I don't think that anyone has ever calculated this (correct me if I'm wrong on this), so I want to ask professionals if it is right or wrong?
we know that the force that controls arrows in the "arrow and bow" weapon is "spring force"
what I have done is calculating how much long you must pull the arrow (let's say $(n)$ meters long) to make the initial velocity for the arrow equal some constant $(vi)$
We know that $F$(spring)=-$kx$ , and $F=ma$
$-kx=ma$
$-kx=m*dv/dt$
$-kx=m*d^2x/dt^2$
solving this differential equation gives us
$x(t) =c1*cos(\sqrt{(k/m)}*t) + c2*sin(\sqrt{(k/m)}*t)$
t is zero the second you release the arrow, and when you want to release the arrow x will be $(-n)$, (if we pull the arrow to the left and assume that when $n=0 , x=0 )$
and if we put $x=-n$ and $t=0$ we will get $c1=-n$
therefore
$x(t) =-n*cos(\sqrt{(k/m)}*t) + c2*sin(\sqrt{(k/m)}*t)$
and the second you release the arrow $(t=0)$ the velovity will be $0 (x'(0)=0)$
$x'(t) = \sqrt{(k/m)}*n*sin(\sqrt{(k/m)}*t) + \sqrt{(k/m)}*c2*cos(\sqrt{(k/m)}*t)$
and if we put $x'=0$ and $t=0$ we will get $c2=0$
therefore the equation will be
$x(t)=-n*cos(\sqrt{(k/m)}*t)$
where n is how much long you pull the arrow , and m is the mass of the arrow , and k is the spring constant , and t is time
now we want to know what is the initial velocity that the arrow will travel with when it get out of the bow, and for that we want to know the velocity at the second when the force stops affecting on the arrow, because the acceleration will become $0$ and the velocity will become a constant velocity, and this all happens when $x(t)=0 $
$x(t)=0$
$-n*cos(\sqrt{(k/m)}*t)=0$
Arrows propelled by spring force of bow
$cos(\sqrt{(k/m)}*t)=0$
(and that happens just for one time)
therefore $ \sqrt{(k/m)}*t = \pi/2$
hence, $ t=(\sqrt{(m/k)}*\pi)/2$
that is the time when the tail of the arrow reaches the point $x=0$ and its velocity at that time will be its initial velocity
so $vi = x'((\sqrt{(m/k)}*\pi)/2) = \sqrt{(k/m)}*n * sin(\sqrt{(k/m)}* (\sqrt{(m/k)}*\pi)/2)$
$ vi=\sqrt{(k/m)}* n *sin(\pi/2)$
therefore $vi = n*\sqrt{(k/m)}$
so the initial velocity the arrow will travel with is how much long you pull the arrow times the square root of (the spring constant over the mass of the arrow).

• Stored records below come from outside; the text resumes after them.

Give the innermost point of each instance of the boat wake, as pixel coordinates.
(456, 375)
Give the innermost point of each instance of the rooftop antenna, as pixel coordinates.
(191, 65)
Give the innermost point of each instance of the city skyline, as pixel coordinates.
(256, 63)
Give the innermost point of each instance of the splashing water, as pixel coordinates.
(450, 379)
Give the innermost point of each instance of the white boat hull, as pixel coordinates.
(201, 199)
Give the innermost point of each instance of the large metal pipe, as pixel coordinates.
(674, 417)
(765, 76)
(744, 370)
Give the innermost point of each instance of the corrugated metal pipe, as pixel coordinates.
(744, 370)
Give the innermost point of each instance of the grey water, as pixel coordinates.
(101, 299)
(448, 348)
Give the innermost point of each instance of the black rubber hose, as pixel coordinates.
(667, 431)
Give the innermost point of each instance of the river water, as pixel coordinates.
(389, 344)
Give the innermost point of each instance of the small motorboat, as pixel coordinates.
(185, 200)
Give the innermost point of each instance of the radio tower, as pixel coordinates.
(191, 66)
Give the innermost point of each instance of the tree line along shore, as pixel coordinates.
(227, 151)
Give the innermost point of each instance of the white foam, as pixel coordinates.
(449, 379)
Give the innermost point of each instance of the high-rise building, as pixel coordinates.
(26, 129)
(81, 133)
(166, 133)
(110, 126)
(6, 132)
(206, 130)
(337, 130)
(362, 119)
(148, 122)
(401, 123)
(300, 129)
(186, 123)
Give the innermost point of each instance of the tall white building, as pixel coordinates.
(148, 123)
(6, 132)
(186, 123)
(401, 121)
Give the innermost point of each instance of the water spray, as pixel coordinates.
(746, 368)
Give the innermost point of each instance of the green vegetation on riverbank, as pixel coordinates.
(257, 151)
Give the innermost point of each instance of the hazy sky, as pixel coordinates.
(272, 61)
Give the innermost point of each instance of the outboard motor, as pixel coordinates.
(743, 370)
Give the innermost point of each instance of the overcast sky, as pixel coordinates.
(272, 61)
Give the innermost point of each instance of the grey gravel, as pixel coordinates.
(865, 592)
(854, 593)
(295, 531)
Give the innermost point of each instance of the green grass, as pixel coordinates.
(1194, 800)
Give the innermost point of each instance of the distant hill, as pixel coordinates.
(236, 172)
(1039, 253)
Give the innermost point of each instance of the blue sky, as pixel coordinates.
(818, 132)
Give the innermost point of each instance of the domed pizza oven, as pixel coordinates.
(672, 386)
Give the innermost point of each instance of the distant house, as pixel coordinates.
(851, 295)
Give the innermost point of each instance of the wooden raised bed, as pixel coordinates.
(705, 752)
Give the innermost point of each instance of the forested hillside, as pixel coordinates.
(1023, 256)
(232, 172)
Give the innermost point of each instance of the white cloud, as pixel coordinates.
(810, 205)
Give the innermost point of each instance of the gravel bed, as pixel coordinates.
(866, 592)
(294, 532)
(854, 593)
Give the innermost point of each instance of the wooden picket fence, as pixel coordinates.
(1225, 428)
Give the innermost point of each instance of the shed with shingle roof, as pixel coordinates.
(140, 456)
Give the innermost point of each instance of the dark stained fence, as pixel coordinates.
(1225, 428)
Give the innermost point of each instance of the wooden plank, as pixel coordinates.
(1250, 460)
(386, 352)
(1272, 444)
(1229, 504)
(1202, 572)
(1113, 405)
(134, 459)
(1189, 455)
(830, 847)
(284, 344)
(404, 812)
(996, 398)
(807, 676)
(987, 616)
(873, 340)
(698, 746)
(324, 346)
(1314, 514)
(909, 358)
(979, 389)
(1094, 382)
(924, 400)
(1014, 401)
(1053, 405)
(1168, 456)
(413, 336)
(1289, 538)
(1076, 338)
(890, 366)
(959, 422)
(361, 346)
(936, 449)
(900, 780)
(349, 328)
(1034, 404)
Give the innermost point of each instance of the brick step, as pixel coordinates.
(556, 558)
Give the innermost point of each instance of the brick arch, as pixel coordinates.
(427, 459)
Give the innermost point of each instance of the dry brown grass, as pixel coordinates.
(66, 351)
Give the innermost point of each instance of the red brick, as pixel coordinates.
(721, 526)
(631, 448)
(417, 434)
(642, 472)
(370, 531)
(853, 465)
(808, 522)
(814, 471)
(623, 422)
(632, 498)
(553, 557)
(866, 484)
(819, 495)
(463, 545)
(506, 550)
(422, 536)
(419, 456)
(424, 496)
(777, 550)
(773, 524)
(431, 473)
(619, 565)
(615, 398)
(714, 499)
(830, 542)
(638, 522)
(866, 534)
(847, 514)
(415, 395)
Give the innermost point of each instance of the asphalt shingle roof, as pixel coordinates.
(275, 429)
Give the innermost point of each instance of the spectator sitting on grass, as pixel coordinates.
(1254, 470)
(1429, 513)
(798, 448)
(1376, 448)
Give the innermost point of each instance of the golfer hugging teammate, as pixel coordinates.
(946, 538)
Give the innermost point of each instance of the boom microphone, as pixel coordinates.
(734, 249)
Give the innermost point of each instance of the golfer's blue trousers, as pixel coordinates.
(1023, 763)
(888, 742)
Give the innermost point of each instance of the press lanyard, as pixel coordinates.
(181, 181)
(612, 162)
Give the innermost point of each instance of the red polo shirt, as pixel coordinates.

Do these calculations seem to be reasonable as regards the analysis of the problem ?
Best Answer
If you are going to treat a bow/arrow as a Hookean spring - mass system (probably a highly inaccurate representation, actually) then finding the initial velocity $v_i$ (that is, to be clear, the velocity with which the arrow leaves the bow when released) can be done in a much simpler way. No equation of motion of the arrow is needed and we simply use Conservation of Energy.
As the displacement of the spring is $x$ it can be shown very easily that the spring now contains potential energy $U$ (Work - Energy Theorem $ ^*$), determined by:
$$U=\frac12 kx^2$$
As the arrow is released that spring potential energy is converted to kinetic energy of the arrow, $K$:
$$K=\frac12 mv^2$$
Where $m$ and $v$ are the mass and velocity of the arrow respectively.
For $x=0$ (we assume no friction or drag losses and massless bow, of course):
$$U=K \implies \frac12 kx^2=\frac12 mv_i^2$$ $$\implies v_i=\sqrt{\frac{k}{m}}x$$
Your derivation is basically correct but a bit 'going from Paris to London via Oslo'!
$ ^*$
The work $W$ done on displacing the arrow against the restoring force of the bow is also the potential energy $U$ stored in it:
$$U=W=\int_0^xF(x)dx=\int_0^xkxdx=\frac12 kx^2$$